In 1995, Marcus made NFL history when he became when he became the first player in league history to rush for over 10,000 yards and catch passes for 5,000 more. As further evidence of his versatility, Allen completed 12 of 27 passes for 282 yards and six touchdowns during his career.


    In 15 career playoff games, he carried the ball 267 times for 1,347 yards and 11 touchdowns, averaging an impressive 5.0 yards per carry average. He also added 52 catches for 522 yards and two receiving touchdowns.


    Marcus Allen should have been a Raider his entire career. Were it not for Al Davis, he would have been. Marcus was grossly mismanaged by Davis and his stubbornness. While they were at odds with each other, Davis relegated Allen to the bench, thus hurting himself and the Raiders in the process as well.

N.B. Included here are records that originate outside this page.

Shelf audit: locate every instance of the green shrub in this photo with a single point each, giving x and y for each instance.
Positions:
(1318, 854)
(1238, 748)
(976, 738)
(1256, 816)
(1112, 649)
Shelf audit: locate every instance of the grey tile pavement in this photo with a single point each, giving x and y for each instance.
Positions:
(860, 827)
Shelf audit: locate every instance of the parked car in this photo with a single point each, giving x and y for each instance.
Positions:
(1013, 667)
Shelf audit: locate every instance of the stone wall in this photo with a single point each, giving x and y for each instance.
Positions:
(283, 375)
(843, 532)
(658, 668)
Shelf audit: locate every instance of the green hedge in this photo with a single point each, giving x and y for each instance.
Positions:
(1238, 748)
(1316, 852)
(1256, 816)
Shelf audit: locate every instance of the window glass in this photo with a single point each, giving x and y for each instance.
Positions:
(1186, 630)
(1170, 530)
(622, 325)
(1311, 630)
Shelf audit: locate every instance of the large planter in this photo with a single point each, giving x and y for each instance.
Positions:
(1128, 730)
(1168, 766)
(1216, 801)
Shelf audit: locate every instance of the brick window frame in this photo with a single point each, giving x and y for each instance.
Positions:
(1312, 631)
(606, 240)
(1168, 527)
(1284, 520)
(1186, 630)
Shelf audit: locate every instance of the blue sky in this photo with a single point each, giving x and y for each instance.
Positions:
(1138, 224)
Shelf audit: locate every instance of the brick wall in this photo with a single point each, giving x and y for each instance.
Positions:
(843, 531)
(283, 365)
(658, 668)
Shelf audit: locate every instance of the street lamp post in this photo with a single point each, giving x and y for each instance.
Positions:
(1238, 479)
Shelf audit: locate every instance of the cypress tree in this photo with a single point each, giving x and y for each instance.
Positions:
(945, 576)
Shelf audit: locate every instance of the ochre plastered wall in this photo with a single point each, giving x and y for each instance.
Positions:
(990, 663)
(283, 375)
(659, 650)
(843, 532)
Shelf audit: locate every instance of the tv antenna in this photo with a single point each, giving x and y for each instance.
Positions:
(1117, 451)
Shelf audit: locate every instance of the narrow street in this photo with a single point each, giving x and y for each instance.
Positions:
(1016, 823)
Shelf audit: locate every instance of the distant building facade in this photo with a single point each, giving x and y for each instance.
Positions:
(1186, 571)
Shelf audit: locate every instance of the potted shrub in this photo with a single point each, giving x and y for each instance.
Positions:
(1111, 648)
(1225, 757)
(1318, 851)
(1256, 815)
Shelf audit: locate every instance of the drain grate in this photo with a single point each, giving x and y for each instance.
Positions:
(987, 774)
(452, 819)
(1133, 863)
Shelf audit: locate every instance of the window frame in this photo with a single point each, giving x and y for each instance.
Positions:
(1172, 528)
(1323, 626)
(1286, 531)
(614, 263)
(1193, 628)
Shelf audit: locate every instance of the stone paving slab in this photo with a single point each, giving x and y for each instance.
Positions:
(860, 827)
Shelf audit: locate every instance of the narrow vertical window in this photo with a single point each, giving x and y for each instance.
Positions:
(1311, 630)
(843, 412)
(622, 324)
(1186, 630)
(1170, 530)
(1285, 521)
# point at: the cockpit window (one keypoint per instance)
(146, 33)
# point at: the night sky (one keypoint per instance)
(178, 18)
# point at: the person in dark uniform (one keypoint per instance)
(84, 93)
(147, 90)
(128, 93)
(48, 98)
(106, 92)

I’ll choose my words with great care; Al Davis’ management of Marcus Allen was absolutely stupid!


    Marcus Allen maintained his professionalism and commitment to his Raiders teammates throughout the Davis ordeal, then beat the Raiders nine out of 10 times (including the first seven straight) during his five seasons with the rival Kansas City Chiefs. It’s so nice to see how karma works. And even better to see Marcus in the Pro Football Hall of Fame, enshrined as a Chief in 2003.


    At the time of Allen's retirement following 1997 season:


Pro Bowls: 1983, 1985, 1986, 1987, 1988, 1994.


NFL Records:

(1st)   Most Touchdowns Rushing, Career – 123.
[2nd] Most Touchdowns, Career - 145.
[2nd] Most Rushing Attempts, Career - 3,022.
[2nd] Most Consecutive Games, 100 or More Yards Rushing - 11 (1985-1986).
[2nd] Most Combined Net Yards Attempts, Career - 3,624.
[2nd] Most Combined Net Yards Attempts, Season - 449 (1985).
[3rd] Most Combined Net Yards Gained, Career - 17,648.
[Tied for 3rd] Most Games, 100 or More Yards Rushing, Season - 11 (1985).


Super Bowl Records:

(1st)  Longest Run From Scrimmage - 74 (Super Bowl XVIII).
(1st)  Highest Average Rushing Gain, Career - 9.6 (Super Bowl XVIII).
[2nd] Most Yards Rushing, Game - 191 (Super Bowl XVIII).
[2nd] Highest Average Rushing Gain, Game - 9.6 (Super Bowl XVIII).
[Tied for 2nd] Most Touchdowns, Game - 2 (Super Bowl XVIII).
[Tied for 2nd] Most Rushing Touchdowns, Game - 2 (Super Bowl XVIII).


Post-Season Records:

[2nd] Highest Average Rushing Gain, Career - 5.04.
[Tied for 2nd] Most Consecutive Games Scoring Touchdown - 7 (1982-1985).
[Tied for 3rd] Most Games 100 or More Yards Rushing, Career - 5.
[Tied for 3rd] Most Consecutive Games 100 or More Yards Rushing - 3.
[3rd] Longest run from scrimmage - 74 (Super Bowl XVIII).
[3rd] Most Combined Net Yards Gained, Career - 1,877.


Last Week’s Trivia


    The great Frank Robinson set a record by hitting eight opening day home runs in his career. Robinson played for 21 MLB seasons, mostly with the Reds and Orioles. Ironically, his last opening day home run came on April 8, 1975 when, as the first black manager in baseball history, he was the player/manager of the Indians.